Saat itu, massa PDIP mengeklaim akan memerahkan Jakarta dengan 1,5 juta orang jika Megawati tak terpilih menjadi presiden. Sementara, pendiri Partai Bulan Bintang (PBB) Abdul Qadir Jaelani yang merespons hal tersebut juga mengancam akan menghijaukan Jakarta dengan massa berjumlah tiga juta.
"Waktu itu menjadi kekhawatiran, mau Mbak Mega atau Habibie, ini bangsa ini akan mengalami luka yang parah. Di situlah, Gus Dur muncul, 'kalau begitu jalan tengahnya ke Gus Dur'," ujar Mahfud.
Setelah itu, Gus Dur berusaha merangkul pihak-pihak yang sebelumnya bertentangan. Ia mengatakan, Megawati ditunjuk sebagai wakil presiden, sedangkan Habibie bersikap kesatria saat pertanggungjawabannya sebagai presiden ditolak oleh Majelis Permusyawaratan Rakyat (MPR).

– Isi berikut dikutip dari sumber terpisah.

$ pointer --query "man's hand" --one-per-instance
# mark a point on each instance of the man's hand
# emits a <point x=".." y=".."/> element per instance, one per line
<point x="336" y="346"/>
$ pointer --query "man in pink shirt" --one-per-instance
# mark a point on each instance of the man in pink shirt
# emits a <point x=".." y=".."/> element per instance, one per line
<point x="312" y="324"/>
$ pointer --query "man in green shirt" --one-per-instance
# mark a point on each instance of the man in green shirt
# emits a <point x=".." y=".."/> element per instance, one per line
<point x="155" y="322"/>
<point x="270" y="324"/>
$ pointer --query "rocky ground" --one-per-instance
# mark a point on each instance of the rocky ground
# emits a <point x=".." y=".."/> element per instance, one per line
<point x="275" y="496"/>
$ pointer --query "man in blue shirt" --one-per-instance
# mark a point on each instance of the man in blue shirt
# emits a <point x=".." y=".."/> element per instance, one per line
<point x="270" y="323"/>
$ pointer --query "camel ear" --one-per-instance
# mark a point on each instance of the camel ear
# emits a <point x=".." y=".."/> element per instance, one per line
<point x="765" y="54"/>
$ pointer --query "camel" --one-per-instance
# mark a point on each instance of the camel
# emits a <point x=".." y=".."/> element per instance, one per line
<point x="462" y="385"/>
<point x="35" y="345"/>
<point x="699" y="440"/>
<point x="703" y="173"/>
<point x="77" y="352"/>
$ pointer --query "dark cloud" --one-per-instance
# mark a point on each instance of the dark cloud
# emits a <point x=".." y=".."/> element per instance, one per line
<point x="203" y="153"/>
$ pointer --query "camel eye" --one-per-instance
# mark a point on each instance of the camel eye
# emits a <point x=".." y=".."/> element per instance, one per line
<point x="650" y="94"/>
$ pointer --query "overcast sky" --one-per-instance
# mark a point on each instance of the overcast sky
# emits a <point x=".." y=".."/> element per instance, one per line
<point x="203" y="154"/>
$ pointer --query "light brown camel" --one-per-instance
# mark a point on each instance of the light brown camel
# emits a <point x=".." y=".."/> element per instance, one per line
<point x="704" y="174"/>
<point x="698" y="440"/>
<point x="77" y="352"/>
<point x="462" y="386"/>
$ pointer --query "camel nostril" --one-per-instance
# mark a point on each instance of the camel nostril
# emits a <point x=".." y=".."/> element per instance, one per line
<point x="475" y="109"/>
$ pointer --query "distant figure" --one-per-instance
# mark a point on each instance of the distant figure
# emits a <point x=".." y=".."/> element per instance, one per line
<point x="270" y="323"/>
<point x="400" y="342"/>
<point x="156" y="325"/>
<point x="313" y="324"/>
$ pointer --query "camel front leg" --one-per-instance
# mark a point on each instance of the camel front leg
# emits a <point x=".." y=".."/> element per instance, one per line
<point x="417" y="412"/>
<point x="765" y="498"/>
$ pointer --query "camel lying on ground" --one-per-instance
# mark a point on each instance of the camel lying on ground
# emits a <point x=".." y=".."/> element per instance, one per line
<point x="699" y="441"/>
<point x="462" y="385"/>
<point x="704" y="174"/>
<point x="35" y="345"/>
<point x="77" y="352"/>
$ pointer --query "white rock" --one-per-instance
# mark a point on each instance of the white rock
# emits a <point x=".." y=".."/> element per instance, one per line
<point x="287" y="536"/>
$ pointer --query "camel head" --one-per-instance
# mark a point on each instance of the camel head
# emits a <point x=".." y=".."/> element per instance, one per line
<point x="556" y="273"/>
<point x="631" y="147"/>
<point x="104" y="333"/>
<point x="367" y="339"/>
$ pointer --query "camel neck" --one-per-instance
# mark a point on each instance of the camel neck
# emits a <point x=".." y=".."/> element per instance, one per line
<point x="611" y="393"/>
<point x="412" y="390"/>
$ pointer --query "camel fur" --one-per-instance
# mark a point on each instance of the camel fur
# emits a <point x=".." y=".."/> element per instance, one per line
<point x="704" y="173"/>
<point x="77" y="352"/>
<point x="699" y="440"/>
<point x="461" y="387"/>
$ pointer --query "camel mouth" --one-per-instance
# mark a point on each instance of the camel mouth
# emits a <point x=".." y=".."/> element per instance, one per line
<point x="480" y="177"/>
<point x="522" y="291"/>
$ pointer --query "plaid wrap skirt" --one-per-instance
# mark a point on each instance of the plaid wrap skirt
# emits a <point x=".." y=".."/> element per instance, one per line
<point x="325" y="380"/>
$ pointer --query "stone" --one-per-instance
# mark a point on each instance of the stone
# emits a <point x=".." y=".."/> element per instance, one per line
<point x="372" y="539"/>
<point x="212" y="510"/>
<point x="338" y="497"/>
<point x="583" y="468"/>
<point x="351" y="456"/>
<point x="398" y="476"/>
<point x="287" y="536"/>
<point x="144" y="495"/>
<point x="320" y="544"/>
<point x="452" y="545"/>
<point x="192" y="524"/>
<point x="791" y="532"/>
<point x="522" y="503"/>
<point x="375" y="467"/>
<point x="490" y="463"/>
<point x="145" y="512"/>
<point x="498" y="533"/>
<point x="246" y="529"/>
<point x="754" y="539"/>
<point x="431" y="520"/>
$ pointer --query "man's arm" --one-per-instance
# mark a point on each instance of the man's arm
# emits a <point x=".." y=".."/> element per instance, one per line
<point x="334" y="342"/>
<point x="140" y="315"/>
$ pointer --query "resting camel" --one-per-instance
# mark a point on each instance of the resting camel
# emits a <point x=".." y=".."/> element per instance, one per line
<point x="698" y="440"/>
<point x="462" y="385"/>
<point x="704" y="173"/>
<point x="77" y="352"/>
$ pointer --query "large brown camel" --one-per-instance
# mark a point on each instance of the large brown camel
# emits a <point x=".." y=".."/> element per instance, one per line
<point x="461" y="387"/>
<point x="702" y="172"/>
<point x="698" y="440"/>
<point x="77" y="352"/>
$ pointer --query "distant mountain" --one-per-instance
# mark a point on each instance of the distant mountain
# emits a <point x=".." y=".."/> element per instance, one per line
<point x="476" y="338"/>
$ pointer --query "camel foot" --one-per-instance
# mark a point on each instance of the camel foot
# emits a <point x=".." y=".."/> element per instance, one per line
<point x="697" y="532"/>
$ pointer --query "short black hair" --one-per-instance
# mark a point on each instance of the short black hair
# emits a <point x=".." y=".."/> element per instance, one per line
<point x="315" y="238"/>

Menurut Gus Dur, saat itu, merah atau hijau boleh menjadi simbol perjuangan kelompok-kelompok tertentu. Namun, hal tersebut jangan sampai bertentangan dengan nilai-nilai persatuan dalam berbangsa dan bernegara.
"Di situ orang mengatakan, Gus Dur tuh cerdik. Sebagai konseptor dia ulung, tapi dalam taktisnya dia cerdik," ujar Mahfud.

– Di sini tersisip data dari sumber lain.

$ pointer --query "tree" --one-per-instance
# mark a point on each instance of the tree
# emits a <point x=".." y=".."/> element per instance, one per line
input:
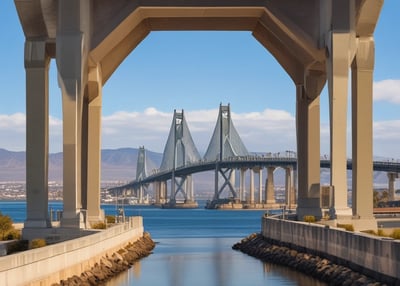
<point x="5" y="225"/>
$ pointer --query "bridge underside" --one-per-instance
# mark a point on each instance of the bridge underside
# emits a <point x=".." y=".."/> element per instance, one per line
<point x="314" y="41"/>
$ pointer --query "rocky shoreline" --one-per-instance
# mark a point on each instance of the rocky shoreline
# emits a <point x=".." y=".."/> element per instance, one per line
<point x="110" y="266"/>
<point x="320" y="268"/>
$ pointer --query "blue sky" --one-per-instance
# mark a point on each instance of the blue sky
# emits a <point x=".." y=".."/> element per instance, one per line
<point x="196" y="71"/>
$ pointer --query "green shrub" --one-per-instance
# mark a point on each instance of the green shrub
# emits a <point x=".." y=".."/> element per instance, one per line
<point x="395" y="234"/>
<point x="110" y="219"/>
<point x="5" y="225"/>
<point x="348" y="227"/>
<point x="17" y="246"/>
<point x="37" y="243"/>
<point x="381" y="232"/>
<point x="369" y="231"/>
<point x="309" y="218"/>
<point x="99" y="225"/>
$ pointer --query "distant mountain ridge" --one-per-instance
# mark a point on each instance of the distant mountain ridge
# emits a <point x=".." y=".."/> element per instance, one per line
<point x="116" y="164"/>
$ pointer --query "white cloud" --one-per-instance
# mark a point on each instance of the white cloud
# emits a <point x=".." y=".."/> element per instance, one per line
<point x="387" y="90"/>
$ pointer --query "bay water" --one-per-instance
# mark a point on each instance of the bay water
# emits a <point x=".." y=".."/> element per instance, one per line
<point x="193" y="247"/>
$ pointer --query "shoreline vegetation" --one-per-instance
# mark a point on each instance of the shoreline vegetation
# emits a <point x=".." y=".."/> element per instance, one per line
<point x="318" y="267"/>
<point x="110" y="266"/>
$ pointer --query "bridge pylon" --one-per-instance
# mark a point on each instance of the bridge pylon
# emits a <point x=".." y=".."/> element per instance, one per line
<point x="225" y="143"/>
<point x="179" y="152"/>
<point x="141" y="173"/>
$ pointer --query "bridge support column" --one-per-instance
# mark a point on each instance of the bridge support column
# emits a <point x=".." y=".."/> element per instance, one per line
<point x="37" y="136"/>
<point x="270" y="194"/>
<point x="156" y="188"/>
<point x="189" y="189"/>
<point x="251" y="186"/>
<point x="162" y="192"/>
<point x="392" y="178"/>
<point x="242" y="190"/>
<point x="341" y="45"/>
<point x="91" y="148"/>
<point x="308" y="145"/>
<point x="73" y="34"/>
<point x="362" y="168"/>
<point x="288" y="186"/>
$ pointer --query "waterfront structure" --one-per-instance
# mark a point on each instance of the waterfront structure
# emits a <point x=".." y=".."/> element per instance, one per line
<point x="314" y="41"/>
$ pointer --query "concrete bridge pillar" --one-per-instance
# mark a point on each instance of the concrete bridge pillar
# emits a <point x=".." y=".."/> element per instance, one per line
<point x="362" y="169"/>
<point x="251" y="186"/>
<point x="270" y="193"/>
<point x="37" y="135"/>
<point x="242" y="190"/>
<point x="392" y="178"/>
<point x="232" y="179"/>
<point x="72" y="44"/>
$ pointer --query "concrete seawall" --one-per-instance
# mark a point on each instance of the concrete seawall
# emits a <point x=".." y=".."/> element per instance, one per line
<point x="53" y="263"/>
<point x="374" y="256"/>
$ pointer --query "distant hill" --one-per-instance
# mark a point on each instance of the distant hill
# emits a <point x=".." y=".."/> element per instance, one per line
<point x="117" y="165"/>
<point x="120" y="165"/>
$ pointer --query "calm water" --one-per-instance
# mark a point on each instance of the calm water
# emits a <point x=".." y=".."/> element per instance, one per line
<point x="193" y="248"/>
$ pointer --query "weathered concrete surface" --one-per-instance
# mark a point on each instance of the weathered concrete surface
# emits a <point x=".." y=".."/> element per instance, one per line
<point x="377" y="257"/>
<point x="53" y="263"/>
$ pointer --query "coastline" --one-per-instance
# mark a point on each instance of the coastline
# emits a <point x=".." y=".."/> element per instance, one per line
<point x="316" y="266"/>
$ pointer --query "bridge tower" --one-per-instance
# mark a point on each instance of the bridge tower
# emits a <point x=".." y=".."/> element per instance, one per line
<point x="180" y="151"/>
<point x="141" y="173"/>
<point x="225" y="143"/>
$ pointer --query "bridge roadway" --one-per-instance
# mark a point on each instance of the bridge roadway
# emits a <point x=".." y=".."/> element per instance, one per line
<point x="248" y="162"/>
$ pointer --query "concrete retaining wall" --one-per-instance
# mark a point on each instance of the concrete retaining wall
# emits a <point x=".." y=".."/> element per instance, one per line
<point x="50" y="264"/>
<point x="366" y="252"/>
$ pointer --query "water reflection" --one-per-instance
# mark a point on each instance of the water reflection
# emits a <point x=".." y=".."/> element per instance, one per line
<point x="206" y="261"/>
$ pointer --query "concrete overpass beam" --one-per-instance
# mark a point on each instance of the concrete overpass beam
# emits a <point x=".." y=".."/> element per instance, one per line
<point x="251" y="186"/>
<point x="37" y="134"/>
<point x="341" y="48"/>
<point x="392" y="178"/>
<point x="242" y="191"/>
<point x="260" y="186"/>
<point x="288" y="185"/>
<point x="308" y="151"/>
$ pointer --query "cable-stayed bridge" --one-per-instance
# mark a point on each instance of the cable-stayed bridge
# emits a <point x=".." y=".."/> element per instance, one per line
<point x="227" y="156"/>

Kebersatuan dan toleransi juga selalu ditekankan oleh Gus Dur ketika ia memimpin Indonesia. Mahfud mengatakan, nilai-nilai yang diwariskan oleh Gus Dur akan selalu menemani pikiran dan menemani Indonesia ke masa-masa berikutnya.
"Terus menemani kita, membimbing kita, itu artinya sudah meninggal tapi hidup idenya. Seperti Nabi Muhammad itu sudah mati, tetapi selalu menemani siang dan malam," ujar Mahfud.